Mettre en lumière le passé, c’est aussi vouloir le transmettre. C’est parce que la mémoire doit savoir survivre aux témoins des événements et trouver encore les mots quand les voix des survivants se sont éteintes que le Mémorial à Rivesaltes devait être à la fois, un édifice incarnant le site, un espace pédagogique et un lieu artistique. Je veux en féliciter l’architecte, M. Rudy Ricciotti.

Il sait profondément enraciner ses créations dans la terre et la vie des hommes. Cet ouvrage, plongé dans les entrailles de la terre, comme pour nous renvoyer au fond de notre être, prépare le visiteur à recevoir la vérité si longtemps oubliée. Bâtiment en béton, couleur ocre, l’austérité s’impose, le dépouillement commande, le respect est le premier sentiment qui nous étreint. A l’intérieur, cet espace sombre mais apaisé, quelques jets de lumière, seul un horizon sur le ciel, un long couloir qui s’ouvre sur le passé, sur deux salles d’exposition. Dans l’enceinte de ces salles, des voix de survivants, des témoignages poignants, des images, fantômes du passé, nous transposent dans l’enfer de Rivesaltes.
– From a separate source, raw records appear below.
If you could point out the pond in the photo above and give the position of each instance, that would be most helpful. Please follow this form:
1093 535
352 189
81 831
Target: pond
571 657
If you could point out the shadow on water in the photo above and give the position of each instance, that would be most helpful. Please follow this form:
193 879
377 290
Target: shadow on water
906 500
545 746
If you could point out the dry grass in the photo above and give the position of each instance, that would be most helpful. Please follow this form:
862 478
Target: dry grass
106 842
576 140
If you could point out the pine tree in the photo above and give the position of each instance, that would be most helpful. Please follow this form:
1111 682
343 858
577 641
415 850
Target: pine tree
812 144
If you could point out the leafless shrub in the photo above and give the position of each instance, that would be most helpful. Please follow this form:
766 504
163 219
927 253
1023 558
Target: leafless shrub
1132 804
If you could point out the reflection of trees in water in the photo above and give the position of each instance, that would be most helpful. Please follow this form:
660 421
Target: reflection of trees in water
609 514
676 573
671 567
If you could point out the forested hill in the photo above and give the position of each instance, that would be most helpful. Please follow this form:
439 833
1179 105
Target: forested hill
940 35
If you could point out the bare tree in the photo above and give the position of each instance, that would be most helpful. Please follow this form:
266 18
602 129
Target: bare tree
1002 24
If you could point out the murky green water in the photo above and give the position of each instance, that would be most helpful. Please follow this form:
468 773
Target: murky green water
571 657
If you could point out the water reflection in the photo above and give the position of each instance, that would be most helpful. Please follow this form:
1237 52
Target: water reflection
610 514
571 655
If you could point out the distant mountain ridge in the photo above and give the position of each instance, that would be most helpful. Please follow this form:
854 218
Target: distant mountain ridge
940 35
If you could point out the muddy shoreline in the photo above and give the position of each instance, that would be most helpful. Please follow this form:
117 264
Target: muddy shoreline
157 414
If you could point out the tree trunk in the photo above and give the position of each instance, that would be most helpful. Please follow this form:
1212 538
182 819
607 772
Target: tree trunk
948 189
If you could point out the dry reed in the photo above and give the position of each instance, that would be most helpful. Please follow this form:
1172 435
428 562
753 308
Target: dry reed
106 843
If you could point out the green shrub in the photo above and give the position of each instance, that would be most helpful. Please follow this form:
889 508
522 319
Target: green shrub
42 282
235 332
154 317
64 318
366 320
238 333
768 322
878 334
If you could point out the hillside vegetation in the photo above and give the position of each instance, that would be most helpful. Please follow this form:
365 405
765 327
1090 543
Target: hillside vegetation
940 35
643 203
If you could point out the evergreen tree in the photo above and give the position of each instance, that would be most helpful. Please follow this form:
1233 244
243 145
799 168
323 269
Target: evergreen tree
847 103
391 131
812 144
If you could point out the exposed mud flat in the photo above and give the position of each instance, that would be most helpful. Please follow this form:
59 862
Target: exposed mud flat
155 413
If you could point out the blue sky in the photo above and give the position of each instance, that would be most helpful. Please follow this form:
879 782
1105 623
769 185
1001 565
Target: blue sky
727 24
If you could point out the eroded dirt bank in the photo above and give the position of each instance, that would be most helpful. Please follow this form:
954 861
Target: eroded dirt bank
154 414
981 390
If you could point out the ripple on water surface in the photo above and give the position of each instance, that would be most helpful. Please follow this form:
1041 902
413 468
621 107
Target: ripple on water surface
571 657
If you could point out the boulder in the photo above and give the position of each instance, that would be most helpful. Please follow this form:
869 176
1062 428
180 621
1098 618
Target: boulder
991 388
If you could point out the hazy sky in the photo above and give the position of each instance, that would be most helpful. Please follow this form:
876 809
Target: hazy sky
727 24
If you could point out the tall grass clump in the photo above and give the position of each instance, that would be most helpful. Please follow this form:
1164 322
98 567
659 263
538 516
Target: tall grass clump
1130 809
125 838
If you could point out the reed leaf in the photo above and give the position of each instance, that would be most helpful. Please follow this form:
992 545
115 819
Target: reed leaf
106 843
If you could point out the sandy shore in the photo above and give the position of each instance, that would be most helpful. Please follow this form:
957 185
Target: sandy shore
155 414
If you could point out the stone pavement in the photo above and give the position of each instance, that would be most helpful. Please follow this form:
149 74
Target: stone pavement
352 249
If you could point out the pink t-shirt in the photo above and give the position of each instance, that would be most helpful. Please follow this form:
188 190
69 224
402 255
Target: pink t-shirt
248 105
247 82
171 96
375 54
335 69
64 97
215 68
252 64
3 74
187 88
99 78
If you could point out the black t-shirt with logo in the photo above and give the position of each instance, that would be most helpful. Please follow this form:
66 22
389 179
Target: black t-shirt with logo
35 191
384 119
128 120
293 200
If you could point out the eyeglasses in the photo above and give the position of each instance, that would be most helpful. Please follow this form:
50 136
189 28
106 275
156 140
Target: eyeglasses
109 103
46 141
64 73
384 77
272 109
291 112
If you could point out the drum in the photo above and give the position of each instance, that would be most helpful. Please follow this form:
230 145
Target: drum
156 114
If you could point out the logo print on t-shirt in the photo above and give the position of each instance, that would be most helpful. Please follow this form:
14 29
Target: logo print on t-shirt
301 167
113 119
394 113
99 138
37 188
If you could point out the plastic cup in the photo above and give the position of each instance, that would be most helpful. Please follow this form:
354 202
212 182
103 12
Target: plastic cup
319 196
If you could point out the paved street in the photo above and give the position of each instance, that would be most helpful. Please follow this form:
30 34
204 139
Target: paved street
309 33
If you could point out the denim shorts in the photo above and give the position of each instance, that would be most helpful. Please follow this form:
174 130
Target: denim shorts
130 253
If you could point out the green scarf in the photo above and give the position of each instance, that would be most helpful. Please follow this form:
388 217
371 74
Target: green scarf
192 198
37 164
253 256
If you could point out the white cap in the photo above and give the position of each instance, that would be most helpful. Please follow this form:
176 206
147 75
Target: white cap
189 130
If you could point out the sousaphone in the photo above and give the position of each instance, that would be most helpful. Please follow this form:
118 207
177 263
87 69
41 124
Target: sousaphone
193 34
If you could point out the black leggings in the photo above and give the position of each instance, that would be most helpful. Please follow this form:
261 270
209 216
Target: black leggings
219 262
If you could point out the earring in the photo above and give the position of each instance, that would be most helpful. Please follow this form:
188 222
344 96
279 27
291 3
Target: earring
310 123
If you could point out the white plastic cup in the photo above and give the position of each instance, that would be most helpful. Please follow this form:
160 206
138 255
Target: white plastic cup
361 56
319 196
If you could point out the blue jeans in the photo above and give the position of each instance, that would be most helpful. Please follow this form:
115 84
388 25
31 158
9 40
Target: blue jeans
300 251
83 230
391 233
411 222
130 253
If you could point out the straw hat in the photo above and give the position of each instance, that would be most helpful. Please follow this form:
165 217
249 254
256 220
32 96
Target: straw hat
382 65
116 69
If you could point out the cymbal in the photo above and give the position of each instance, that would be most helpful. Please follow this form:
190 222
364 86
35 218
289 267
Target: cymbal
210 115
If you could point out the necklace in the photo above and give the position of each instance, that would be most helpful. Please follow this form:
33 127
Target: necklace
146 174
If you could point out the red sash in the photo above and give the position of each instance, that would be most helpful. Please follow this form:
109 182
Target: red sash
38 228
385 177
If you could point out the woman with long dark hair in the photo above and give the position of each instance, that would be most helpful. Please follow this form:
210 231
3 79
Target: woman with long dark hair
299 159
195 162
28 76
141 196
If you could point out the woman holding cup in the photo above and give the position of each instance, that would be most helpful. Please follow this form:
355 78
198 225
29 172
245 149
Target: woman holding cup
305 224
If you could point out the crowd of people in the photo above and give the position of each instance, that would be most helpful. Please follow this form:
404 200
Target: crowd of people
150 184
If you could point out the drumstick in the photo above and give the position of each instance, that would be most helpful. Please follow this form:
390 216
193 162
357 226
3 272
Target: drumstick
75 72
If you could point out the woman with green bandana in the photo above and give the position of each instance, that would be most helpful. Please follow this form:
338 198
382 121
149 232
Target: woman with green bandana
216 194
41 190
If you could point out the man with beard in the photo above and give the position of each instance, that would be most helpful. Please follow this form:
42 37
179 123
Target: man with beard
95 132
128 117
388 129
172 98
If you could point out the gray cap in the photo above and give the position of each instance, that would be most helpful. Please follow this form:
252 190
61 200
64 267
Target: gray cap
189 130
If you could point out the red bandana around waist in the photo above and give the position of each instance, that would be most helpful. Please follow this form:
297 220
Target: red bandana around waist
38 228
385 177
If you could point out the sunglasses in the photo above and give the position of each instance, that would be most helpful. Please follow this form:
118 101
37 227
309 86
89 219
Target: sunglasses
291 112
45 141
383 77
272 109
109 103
Rappeler l’histoire, c’est la faire vibrer au présent, la mettre en résonance avec notre société. C’est le fondement de l’EPCC du mémorial. Les grands faits historiques ont souvent été une source d’inspiration artistique. L’art engagé et l’histoire sont liés comme la création et la mort, la lumière et les ténèbres. Les belles œuvres de M. Emmanuel Régent, suspendues à ces murs, incarnent avec talent cette vision. Merci aussi aux enfants et aux jeunes gens qui ont réalisé des œuvres artistiques pour raconter l’histoire de Rivesaltes. Ils y ont mis tout leur cœur et tout leur espoir pour un monde meilleur. Durant toute sa vie, Pablo Casals a puisé son inspiration dans les grandes causes : la paix, la liberté, la solidarité à la souffrance de tous ceux qui ont connu l’exil.

Je veux remercier M. Léthiec et M. Salque pour l’immense émotion qu’ils nous ont procurée avec l’interprétation « Le chant des oiseaux ». Pablo Casals disait : «la musique capte la haine chez ceux qui sont sans amour. Elle donne la paix à ceux qui sont sans repos, elle console ceux qui pleurent. »

Avec le mémorial de Rivesaltes, la création artistique doit continuer à dépasser le seul aspect esthétique pour éclairer notre monde contemporain. Agnès Sajaloli, Directrice de l’EPCC, devra porter ce défi et les enjeux de la transmission. Car c’est bien dans l’exigence de transmission que réside le devoir de mémoire. Elle se définit par la capacité de nous élever tous ensemble. Pour porter cette transmission, Serge Klarsfeld nous fera l’honneur très prochainement d’intégrer l’EPCC au titre de personnalité qualifiée.

Ré-ouvrir les blessures du passé doit permettre de nous prémunir pour l’avenir. Aujourd’hui ou demain, combien de murs, de barrières, de barbelés se dresseront-ils encore ? Combien d’enfants, de femmes et d’hommes persécutés seront-ils obligés de fuir leur pays, et connaîtront-ils l’exil ? L’actualité nous percute. Elle nous fait frémir. Sachons tirer collectivement les leçons du passé et apprenons du présent. Les souffrances d’hier, doivent servir les nobles combats d’aujourd’hui. Les souffrances d’aujourd’hui, doivent servir nos combats de demain. Ne renonçons plus jamais à ce qui fonde notre République : la tolérance, la fraternité, le respect, l’accueil dans la dignité. Gageons que ce mémorial ne soit pas simplement celui du passé, Rivesaltes est le « mémorial Présent ».